Она не улыбнулась. Но в этом отсутствии улыбки не было ни холодности, ни пренебрежения — только та спокойная, бесстрастная учтивость, какой встречают малознакомых людей на официальных приёмах. Николай Пантелеевич, однако, не заметил разницы. Он услышал своё имя, произнесённое её голосом, — и этого было довольно, чтобы сердце его затрепетало, а мысли пришли в полное расстройство.
— Чайку? — предложил он, отчаянно краснея. — Или, может, лимонаду? У нас отличный лимонад, из Петербурга…
— Благодарю, позже, — ответила Машенька и, лёгким кивком отпустив его, отошла к окну.
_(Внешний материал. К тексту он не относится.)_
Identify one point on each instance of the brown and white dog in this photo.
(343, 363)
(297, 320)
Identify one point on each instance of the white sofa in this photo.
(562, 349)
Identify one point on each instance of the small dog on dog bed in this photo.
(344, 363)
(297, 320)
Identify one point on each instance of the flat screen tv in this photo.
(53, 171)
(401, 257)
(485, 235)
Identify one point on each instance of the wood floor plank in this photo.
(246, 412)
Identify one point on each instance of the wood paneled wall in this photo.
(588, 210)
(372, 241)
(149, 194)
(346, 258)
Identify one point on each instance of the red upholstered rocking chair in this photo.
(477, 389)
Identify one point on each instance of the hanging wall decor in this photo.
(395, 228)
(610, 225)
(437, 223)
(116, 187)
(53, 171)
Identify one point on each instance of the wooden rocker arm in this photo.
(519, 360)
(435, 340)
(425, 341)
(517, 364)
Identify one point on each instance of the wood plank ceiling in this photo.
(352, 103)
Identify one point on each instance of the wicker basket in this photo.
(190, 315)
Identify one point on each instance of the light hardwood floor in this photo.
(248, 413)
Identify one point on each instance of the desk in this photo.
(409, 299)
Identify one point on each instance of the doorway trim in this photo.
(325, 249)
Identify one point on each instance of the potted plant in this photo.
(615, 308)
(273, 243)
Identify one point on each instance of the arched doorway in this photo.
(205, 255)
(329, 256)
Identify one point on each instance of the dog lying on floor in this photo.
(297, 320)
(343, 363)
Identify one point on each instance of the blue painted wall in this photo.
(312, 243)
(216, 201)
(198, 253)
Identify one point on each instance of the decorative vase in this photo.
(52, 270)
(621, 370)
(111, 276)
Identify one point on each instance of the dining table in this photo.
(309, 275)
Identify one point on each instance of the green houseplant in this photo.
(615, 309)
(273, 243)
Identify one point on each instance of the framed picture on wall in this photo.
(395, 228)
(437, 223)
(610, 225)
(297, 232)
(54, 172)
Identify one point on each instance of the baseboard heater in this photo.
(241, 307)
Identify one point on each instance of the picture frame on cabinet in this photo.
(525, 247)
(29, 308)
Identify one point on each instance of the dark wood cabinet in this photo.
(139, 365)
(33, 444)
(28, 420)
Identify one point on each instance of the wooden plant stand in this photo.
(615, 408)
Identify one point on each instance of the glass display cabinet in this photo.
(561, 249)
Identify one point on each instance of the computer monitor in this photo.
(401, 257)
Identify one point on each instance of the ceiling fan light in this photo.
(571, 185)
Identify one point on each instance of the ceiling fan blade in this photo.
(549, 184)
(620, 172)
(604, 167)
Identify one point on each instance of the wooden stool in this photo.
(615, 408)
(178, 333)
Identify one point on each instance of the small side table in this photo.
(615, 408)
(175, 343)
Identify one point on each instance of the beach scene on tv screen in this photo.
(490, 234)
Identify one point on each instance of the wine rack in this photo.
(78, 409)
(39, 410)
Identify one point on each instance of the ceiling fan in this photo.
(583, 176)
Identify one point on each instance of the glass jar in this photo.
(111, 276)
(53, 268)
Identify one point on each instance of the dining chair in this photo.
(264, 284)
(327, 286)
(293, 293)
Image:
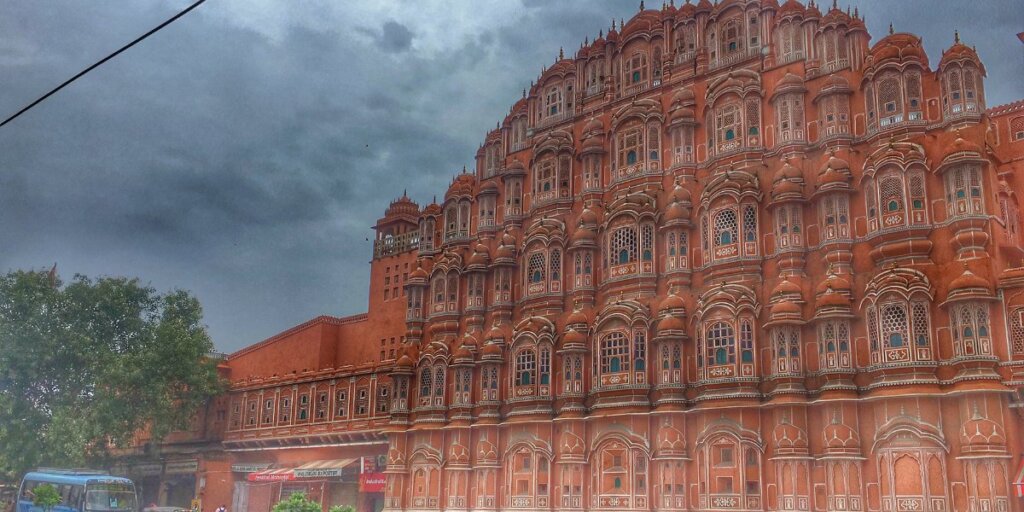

Николай Пантелеевич остался стоять посреди залы, сжимая в руках злополучный платок и глядя вслед удаляющейся фигуре в небесном платье. Он чувствовал, что разговор не удался, что он сказал не то и не так, что она, наверное, сочла его глупым и смешным. Но как сказать правильно — он не знал. Он вообще ничего не знал о женщинах, кроме того, что они бывают красивые и некрасивые, богатые и бедные, и что отец велит ему жениться на красивой и богатой. А как с этой красивой и богатой разговаривать, чем заинтересовать, как заслужить её улыбку — об этом отец не говорил, и сам Николай Пантелеевич не имел ни малейшего понятия.
Он вздохнул, сунул платок в карман и поплёлся к буфету — хватиться с горя рябиновой.
Анна Марковна между тем не теряла времени даром.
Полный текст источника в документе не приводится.